'Too early' to book summer holiday despite Covid vaccine success, says Rishi Sunak
Video report by ITV News Economics and Business Editor Joel Hills
The coronavirus vaccine rollout is going superbly well. The government is set to hit the target it set itself of vaccinating the four groups of people who have accounted for the vast majority of hospitalisations and deaths by Monday 15th February.
Last month, in a private call with business leaders, the prime minister said it was “very important” the deadline of mid-February was met.
On the same call, the chancellor said that doing so would “give us an enormous amount of optionality with regard to future restrictions and hopefully we can look forward to opening things up at that point”.
But Rishi Sunak’s message today was far more downbeat. Indeed, he suggested that we may have to live with restrictions for several months to come, despite the success of the vaccine programme.
The chancellor told ITV News that the government will proceed “cautiously and carefully". He admitted there was “some evidence of falling hospitalisations and cases” but agreed with his ministerial colleagues that it’s “too early” to book a summer holiday.
'Too early' to book summer holidays just yet, Rishi Sunak warns
Lockdown is a miserable experience, everyone wants to know when it will end. The government appears to be making a conscious effort to manage expectations down. The prime minister will reveal a “roadmap” back to a more normal life on Monday 22nd February.
It’s remarkable to think that it’s almost a year since the UK went into the first lockdown. The policy decisions Rishi Sunak made in early phase of the crisis have been expensive, but popular and very effective. More recent decisions he has made have attracted strong criticism.
Last August, 78,000 restaurants served-up 160 million meals as part of the chancellor’s Eat Out To Help Out Scheme. During the month, the number of daily infections rose sharply.
Rishi Sunak doesn’t believe his policy caused a spike in transmissions. “I don’t think the data actually bears that out,” he said, and has no regrets about pursuing it.
“[Eat Out To Help Out] was about trying to protect and support 2 million people who work in the hospitality industry,” Sunak insisted. He wouldn’t say if he’s planning to repeat it.
Chancellor says he has no regrets over Eat Out To Help Out scheme
Rishi Sunak is also widely reported to have opposed calls for lockdowns in September and December circuit-breaker, something he doesn’t deny and doesn’t appear to regret.
“I think, at all points throughout this crisis, we’ve taken advice from our scientific and medical advisors,” Sunak said, insisting that the advice from SAGE was more nuanced about the need for lockdowns in the last few months of last year.
“[The scientific advice] was a lot more balanced than that at the time, and you can read that in the minutes,” Sunak said.
“There’s no point being Captain Hindsight about this. We have to use the data available at the moment and I think the important thing to recognise is lockdowns are not costless. Every time we lockdown the economy that has an impact on many people’s lives and livelihoods."
The outbreak and the rapid spread of a second, more infectious strain of the virus - first identified in Kent last September - eventually forced the government’s hand. We have been in lockdown again since 6th January.
According to the latest ONS survey, approximately six million people are currently furloughed. The Job Retention Scheme has helped avoid mass unemployment but it’s due to end in April. Companies want the chancellor to extend it, he’s making no promises.
“We will set out the next phase of our economic support at our Budget in early March,” he said.
The six million families who receive universal credit will also have to wait to find out if they will be £20 a week worse off after April. Given that so many of them are financially vulnerable, I asked the chancellor why he couldn’t make it clear now if the uplift to universal credit will be extended.
“The right thing to do is for us to economic support in the country, in the crisis, throughout the recovery, at a time when we know what the roadmap looks like,” he insisted.
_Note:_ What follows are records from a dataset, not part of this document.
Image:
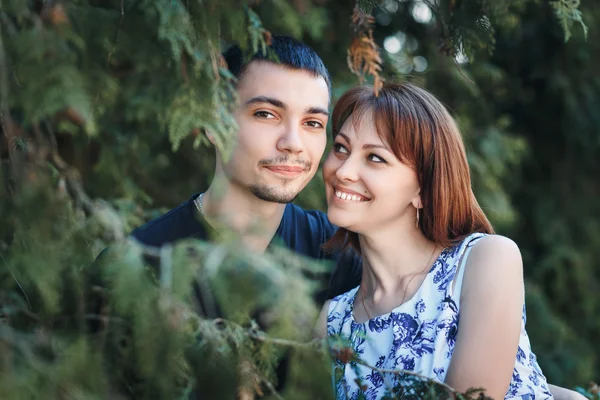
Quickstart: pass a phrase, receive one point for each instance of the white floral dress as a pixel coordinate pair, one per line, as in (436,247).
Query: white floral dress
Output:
(418,336)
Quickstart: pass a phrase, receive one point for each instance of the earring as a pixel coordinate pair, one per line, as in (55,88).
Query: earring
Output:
(417,225)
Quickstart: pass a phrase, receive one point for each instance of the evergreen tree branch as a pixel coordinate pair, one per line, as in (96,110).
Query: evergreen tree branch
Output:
(8,127)
(110,53)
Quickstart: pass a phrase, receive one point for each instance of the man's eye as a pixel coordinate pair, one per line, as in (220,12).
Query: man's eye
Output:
(264,114)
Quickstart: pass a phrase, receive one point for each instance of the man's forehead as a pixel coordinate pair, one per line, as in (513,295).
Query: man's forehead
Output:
(293,87)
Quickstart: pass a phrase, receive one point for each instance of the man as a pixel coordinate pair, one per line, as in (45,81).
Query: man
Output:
(282,116)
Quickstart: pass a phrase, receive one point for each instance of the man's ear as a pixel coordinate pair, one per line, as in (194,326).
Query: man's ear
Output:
(211,137)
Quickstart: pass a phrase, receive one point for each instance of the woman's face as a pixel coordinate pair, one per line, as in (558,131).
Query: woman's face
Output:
(367,187)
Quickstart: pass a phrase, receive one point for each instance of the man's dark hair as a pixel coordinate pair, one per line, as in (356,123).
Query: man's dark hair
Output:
(290,53)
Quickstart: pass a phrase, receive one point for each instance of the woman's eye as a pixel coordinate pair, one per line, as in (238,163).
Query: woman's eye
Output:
(338,148)
(314,124)
(376,159)
(263,114)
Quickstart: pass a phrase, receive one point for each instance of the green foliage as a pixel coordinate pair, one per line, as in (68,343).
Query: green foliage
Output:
(567,12)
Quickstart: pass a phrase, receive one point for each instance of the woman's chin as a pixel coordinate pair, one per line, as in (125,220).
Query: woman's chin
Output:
(340,218)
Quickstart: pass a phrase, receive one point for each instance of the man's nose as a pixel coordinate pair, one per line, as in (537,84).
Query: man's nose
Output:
(290,140)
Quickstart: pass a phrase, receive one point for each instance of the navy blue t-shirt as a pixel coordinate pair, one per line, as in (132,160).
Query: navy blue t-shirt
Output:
(300,230)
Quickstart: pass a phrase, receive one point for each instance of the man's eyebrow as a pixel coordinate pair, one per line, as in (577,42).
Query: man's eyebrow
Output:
(280,104)
(266,99)
(366,146)
(318,110)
The UK economy contracted by 9.9% in 2020, the largest drop in 300 years. The fall in output was more than twice the size of that experienced during the financial crisis.
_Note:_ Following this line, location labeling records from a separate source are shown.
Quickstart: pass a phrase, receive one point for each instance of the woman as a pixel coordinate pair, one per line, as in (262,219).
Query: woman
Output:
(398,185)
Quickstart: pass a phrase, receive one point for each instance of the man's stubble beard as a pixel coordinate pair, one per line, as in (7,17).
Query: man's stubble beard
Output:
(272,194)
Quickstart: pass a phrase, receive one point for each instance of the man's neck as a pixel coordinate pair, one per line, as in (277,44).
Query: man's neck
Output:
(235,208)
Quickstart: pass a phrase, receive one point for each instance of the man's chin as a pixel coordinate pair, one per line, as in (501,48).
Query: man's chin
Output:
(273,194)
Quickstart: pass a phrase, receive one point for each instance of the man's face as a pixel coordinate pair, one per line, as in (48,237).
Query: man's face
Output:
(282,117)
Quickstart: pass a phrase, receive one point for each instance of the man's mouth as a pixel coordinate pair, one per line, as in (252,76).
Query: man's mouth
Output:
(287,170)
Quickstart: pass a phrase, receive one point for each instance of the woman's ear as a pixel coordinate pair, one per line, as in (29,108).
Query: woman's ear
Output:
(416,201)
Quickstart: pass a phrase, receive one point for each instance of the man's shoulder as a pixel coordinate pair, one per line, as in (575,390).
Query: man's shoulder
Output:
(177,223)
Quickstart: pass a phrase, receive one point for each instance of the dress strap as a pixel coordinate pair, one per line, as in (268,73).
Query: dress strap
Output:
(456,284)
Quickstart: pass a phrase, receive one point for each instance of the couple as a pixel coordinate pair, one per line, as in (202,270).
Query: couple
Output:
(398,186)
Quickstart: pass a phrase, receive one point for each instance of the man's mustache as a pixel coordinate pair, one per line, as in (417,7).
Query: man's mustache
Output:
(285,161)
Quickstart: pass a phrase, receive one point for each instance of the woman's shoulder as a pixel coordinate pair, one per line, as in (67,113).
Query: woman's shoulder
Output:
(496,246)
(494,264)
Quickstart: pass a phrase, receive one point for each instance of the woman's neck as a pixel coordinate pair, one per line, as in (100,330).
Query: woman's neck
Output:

Last week, the Bank of England delivered an upbeat assessment of our prospects going forward. By contrast, the chancellor sounded much gloomier.
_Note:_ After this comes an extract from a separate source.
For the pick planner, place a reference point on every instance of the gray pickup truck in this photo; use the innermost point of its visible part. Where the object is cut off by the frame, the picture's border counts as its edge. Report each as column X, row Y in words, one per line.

What happens next will depend on the path of the virus, how quickly the government lifts restrictions and how businesses and households respond when they do. It will also depend on the impact of Brexit.
The economic cost of our departure from the EU’s single market and its customs union are are obvious. Share trading has moved from London to Amsterdam, shellfish companies face bankruptcy. Fisherman, supermarkets and hauliers all say that the impact of the trade deal is worse than they expected it to be.
Rishi Sunak told me that the disruption Brexit has caused is in line with what he expected.
“I think there's always going to be some adjustment,” he said. “We have left the EU, that was always going to mean a change in how we traded. We have put a lot of support in place to help the businesses adapt to that change, that's going to take a little bit of time to adjust, that's happening. If you look at trade flows for example between Britain and northern Ireland there about where they were last year.”